Der Präsident des Europäischen Rates kandidiert im Juni für das Europaparlament - er will einen Top-Job auch nach der Wahl. Und was macht Ursula von der Leyen?

Von Josef Kelnberger, Brüssel

Charles Michel, der Präsident des Europäischen Rates, wird bei der Europawahl Anfang Juni als liberaler Spitzenkandidat in Belgien antreten. Das klingt lapidar, ist aber ein wichtiges Signal: Mit ihm ist weiterhin zu rechnen. Er werde Europa dort dienen, wo er "am nützlichsten" sei, sagte Michel am Wochenende. Die 27 Staats- und Regierungschefs werden sich nach den Europawahlen zusammensetzen, um über die Jobs an der Spitze von Kommission, Rat und Parlament zu beraten. Michel hofft möglicherweise auf das Amt des Parlamentspräsidenten. Aber da sein Selbstbewusstsein so groß ist wie sein Mitteilungsbedürfnis, kann man die Spekulationen noch ein wenig weiterdrehen.

Sollten die Staats- und Regierungschefs sich nicht darauf einigen können, Ursula von der Leyen neuerlich als Kommissionspräsidentin vorzuschlagen - könnten sie sich dann auf einen Mann verständigen, den sie in den vergangenen fünf Jahren bestens kennengelernt haben: auf Charles Michel?
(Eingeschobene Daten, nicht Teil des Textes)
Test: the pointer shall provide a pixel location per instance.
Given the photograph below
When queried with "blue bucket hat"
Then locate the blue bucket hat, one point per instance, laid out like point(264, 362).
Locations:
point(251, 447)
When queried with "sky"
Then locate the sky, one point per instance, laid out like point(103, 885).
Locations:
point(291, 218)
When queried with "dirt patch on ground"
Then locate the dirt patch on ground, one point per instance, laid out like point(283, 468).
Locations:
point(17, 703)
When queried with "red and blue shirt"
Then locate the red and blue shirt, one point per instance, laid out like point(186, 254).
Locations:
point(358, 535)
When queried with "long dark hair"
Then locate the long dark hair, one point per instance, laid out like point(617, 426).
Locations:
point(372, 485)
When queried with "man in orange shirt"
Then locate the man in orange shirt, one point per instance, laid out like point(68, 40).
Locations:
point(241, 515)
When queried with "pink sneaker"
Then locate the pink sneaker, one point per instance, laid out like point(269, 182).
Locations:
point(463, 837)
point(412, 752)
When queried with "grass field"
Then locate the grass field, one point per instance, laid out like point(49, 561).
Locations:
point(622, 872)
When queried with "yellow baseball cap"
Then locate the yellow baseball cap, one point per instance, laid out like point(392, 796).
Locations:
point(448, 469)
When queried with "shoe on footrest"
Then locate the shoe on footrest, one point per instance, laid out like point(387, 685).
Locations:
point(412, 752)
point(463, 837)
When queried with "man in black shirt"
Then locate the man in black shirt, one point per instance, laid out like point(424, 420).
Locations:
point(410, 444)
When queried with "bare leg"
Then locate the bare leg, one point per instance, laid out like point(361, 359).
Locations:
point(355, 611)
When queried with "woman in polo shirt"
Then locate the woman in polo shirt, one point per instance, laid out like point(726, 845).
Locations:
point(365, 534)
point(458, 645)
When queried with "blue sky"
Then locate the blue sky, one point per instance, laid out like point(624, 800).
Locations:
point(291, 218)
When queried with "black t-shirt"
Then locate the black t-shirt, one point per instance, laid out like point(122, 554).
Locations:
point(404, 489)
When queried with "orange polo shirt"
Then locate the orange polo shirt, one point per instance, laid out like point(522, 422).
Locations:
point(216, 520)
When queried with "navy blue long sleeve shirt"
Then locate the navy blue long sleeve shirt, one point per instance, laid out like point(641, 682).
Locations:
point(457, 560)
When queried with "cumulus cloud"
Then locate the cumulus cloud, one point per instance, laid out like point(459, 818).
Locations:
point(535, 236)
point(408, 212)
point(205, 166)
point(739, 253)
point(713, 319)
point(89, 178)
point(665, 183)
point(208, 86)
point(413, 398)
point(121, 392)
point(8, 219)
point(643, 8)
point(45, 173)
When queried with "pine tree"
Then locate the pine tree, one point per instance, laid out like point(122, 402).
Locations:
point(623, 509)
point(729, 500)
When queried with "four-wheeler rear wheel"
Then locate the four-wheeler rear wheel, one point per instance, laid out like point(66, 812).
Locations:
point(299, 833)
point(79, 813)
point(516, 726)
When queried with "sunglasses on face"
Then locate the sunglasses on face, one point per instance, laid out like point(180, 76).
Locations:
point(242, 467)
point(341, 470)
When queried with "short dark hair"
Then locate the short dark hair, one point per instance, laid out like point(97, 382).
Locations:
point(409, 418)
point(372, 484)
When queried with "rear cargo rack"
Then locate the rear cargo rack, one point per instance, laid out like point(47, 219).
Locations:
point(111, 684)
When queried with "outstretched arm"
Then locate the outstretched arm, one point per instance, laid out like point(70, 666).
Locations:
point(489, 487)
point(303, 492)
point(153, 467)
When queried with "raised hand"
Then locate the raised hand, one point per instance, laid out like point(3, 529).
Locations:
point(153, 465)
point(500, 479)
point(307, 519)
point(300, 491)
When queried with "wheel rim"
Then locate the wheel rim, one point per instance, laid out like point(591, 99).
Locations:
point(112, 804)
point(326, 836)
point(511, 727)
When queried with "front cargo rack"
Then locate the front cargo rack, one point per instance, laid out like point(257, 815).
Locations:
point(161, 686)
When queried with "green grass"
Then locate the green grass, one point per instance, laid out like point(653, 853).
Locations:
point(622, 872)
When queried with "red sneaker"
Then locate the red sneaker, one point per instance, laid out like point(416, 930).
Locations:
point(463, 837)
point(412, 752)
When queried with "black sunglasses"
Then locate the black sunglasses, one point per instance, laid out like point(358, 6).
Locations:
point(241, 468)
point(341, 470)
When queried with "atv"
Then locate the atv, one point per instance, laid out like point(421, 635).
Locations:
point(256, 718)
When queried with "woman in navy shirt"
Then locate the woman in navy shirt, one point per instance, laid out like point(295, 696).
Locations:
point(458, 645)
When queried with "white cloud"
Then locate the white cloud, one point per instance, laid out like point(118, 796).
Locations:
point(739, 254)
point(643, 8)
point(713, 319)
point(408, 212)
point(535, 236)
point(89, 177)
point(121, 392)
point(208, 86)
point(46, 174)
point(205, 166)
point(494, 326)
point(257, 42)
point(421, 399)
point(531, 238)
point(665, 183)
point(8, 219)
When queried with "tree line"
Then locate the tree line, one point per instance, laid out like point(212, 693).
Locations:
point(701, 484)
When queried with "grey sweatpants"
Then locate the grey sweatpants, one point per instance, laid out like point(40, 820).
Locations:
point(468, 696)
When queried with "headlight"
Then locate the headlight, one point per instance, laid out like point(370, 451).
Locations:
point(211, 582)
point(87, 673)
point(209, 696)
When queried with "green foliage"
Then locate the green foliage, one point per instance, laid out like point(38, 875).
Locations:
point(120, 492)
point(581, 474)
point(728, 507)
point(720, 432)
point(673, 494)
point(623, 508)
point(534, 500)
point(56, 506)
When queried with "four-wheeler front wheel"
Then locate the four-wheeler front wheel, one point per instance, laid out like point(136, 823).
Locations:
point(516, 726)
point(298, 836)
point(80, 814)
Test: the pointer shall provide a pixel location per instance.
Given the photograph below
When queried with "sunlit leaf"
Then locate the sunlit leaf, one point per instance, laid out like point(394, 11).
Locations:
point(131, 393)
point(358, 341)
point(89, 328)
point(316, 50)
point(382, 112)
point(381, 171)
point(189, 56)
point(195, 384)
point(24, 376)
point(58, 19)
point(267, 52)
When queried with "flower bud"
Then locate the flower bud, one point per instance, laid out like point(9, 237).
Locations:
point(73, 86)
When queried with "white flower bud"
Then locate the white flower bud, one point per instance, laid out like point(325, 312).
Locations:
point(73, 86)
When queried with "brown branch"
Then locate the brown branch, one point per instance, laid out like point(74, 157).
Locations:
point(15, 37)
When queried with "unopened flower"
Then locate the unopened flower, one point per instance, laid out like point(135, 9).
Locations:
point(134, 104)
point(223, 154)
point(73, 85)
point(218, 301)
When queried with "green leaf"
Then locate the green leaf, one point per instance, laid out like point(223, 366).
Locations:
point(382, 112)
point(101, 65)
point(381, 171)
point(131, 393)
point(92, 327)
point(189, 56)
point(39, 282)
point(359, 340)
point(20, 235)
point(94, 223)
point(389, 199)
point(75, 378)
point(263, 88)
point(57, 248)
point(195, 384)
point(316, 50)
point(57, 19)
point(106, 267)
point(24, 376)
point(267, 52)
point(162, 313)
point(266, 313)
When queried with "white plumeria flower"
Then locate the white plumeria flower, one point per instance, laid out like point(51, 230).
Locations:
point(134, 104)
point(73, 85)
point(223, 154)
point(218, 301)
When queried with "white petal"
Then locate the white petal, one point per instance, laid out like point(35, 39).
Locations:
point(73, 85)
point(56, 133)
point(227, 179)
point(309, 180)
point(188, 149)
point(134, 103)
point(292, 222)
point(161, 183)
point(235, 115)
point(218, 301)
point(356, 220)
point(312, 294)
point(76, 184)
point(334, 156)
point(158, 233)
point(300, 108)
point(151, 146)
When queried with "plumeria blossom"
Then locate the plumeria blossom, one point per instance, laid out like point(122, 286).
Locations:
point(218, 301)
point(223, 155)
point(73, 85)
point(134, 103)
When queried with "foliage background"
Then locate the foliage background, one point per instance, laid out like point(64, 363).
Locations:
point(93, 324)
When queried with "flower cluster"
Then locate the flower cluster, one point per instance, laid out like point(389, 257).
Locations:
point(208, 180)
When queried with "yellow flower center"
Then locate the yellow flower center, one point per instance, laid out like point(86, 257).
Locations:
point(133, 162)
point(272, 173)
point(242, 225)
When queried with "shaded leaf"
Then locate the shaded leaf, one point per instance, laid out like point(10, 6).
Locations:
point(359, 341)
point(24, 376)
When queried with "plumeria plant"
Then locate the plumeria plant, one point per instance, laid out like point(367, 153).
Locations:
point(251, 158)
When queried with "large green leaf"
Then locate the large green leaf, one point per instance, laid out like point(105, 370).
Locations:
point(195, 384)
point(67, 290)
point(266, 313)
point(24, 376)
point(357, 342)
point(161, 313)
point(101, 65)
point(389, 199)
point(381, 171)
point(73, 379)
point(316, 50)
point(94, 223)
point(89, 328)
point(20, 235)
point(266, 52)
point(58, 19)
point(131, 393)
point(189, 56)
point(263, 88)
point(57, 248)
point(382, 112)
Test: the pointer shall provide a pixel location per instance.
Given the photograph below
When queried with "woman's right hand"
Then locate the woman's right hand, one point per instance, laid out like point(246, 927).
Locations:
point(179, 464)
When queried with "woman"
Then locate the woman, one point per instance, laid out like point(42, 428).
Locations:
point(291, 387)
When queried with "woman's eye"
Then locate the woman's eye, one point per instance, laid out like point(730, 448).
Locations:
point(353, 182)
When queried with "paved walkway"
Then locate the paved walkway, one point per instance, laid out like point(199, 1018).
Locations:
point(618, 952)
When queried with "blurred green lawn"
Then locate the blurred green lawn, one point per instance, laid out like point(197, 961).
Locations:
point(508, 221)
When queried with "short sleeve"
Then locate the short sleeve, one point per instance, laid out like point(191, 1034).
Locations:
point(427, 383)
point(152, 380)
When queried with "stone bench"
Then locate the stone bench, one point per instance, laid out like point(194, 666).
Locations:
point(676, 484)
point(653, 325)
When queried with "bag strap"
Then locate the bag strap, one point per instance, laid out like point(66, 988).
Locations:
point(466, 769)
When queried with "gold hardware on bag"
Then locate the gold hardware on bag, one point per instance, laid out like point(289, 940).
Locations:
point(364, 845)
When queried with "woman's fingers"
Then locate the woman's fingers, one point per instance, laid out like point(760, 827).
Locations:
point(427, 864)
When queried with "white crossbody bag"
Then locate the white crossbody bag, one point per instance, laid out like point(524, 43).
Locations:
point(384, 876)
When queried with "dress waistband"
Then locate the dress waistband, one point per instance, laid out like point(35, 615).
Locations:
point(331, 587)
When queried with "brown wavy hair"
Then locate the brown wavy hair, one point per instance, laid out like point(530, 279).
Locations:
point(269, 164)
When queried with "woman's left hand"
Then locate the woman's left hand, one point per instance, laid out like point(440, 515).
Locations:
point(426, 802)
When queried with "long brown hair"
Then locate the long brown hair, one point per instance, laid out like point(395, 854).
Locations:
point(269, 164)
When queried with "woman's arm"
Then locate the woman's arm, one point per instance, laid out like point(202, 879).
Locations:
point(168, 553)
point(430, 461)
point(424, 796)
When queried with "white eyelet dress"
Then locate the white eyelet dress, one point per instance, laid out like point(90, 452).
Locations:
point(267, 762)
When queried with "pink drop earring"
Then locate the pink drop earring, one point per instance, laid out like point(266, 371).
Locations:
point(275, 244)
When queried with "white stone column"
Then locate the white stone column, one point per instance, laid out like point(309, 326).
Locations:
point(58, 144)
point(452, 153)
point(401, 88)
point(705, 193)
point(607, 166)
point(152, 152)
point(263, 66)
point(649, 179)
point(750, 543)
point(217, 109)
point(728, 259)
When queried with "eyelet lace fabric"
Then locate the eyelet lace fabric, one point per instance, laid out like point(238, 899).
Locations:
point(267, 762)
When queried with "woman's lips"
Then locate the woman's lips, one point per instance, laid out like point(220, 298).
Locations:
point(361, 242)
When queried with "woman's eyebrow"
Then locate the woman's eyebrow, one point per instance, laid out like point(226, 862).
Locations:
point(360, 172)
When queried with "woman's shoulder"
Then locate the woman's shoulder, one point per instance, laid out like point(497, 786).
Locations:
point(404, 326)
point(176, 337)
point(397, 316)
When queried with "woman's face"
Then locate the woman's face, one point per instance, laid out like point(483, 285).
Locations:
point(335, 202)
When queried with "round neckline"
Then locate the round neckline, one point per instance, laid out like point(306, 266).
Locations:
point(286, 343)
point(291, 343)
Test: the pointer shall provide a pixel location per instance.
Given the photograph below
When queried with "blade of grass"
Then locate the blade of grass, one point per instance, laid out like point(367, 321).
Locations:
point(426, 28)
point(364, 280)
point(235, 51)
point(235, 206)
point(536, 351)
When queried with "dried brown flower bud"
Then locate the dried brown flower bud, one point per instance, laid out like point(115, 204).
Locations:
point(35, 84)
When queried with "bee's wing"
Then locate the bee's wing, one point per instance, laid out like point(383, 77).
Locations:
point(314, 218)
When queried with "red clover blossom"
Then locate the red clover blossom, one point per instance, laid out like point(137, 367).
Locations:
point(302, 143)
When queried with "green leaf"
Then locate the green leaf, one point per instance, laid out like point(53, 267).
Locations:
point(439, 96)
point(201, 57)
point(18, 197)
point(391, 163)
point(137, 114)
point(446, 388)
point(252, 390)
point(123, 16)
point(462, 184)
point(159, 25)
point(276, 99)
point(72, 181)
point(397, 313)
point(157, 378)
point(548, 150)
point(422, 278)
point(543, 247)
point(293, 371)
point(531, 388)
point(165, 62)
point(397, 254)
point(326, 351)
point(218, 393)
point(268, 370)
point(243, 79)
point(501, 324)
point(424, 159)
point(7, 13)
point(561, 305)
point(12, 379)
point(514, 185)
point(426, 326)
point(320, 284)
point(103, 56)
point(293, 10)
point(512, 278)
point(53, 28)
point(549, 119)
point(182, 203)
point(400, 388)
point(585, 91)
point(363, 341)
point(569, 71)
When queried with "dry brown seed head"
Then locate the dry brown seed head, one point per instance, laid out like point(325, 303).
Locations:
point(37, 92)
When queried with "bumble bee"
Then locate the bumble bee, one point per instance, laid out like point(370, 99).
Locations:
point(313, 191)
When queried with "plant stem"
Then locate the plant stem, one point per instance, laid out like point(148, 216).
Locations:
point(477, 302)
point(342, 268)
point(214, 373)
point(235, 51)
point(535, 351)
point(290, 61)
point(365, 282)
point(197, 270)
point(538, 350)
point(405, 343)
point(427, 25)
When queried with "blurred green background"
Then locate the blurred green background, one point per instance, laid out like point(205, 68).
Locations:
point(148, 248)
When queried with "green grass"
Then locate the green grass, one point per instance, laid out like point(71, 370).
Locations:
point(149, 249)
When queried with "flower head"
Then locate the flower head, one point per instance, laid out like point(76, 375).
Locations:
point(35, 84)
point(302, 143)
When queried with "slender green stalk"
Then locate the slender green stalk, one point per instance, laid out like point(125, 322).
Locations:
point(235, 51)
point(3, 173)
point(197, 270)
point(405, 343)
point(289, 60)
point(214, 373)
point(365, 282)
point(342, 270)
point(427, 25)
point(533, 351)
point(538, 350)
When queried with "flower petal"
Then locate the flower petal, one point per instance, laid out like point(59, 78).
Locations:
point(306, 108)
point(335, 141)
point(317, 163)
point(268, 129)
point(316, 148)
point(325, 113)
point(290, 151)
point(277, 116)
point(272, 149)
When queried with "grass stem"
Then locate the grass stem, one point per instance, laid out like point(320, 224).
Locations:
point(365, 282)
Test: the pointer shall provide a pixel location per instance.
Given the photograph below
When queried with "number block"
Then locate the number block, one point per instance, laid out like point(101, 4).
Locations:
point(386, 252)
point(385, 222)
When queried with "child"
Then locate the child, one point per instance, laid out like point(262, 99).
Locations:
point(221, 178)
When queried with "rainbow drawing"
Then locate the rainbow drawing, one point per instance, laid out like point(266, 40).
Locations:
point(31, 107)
Michel bringt die EU mit seinem Schritt in Verlegenheit

Zugegeben, es ist eher unwahrscheinlich, dass dieses Amt an die liberale Parteienfamilie fällt. Christdemokraten und Sozialdemokraten dürften den Top-Job unter sich ausmachen. Andererseits kam auch die Personalie von der Leyen nach den Wahlen 2019 aus dem Nichts. In jedem Fall richtet sich der Blick nun umso mehr auf die Kommissionspräsidentin: Bewirbt sie sich, wie zu erwarten, als Spitzenkandidatin der Europäischen Volkspartei (EVP) für eine zweite Amtszeit?

Von der Leyen lässt sich nicht hetzen. Ursprünglich wollte sie sich schon im Dezember, spätestens aber rund um den Jahreswechsel zu ihren Plänen äußern. Nun lautet die Sprachregelung: "Irgendwann vor den Parteitagen" wolle sie sich erklären. Das ist hinreichend unbestimmt, denn der Nominierungsparteitag der EVP findet erst am 6. und 7. März in Bukarest statt. Die Kommissionspräsidentin will die EU-Geschäfte so lange wie möglich führen, ohne sich in parteipolitische Händel zu verstricken - so wie Charles Michel es nun tut.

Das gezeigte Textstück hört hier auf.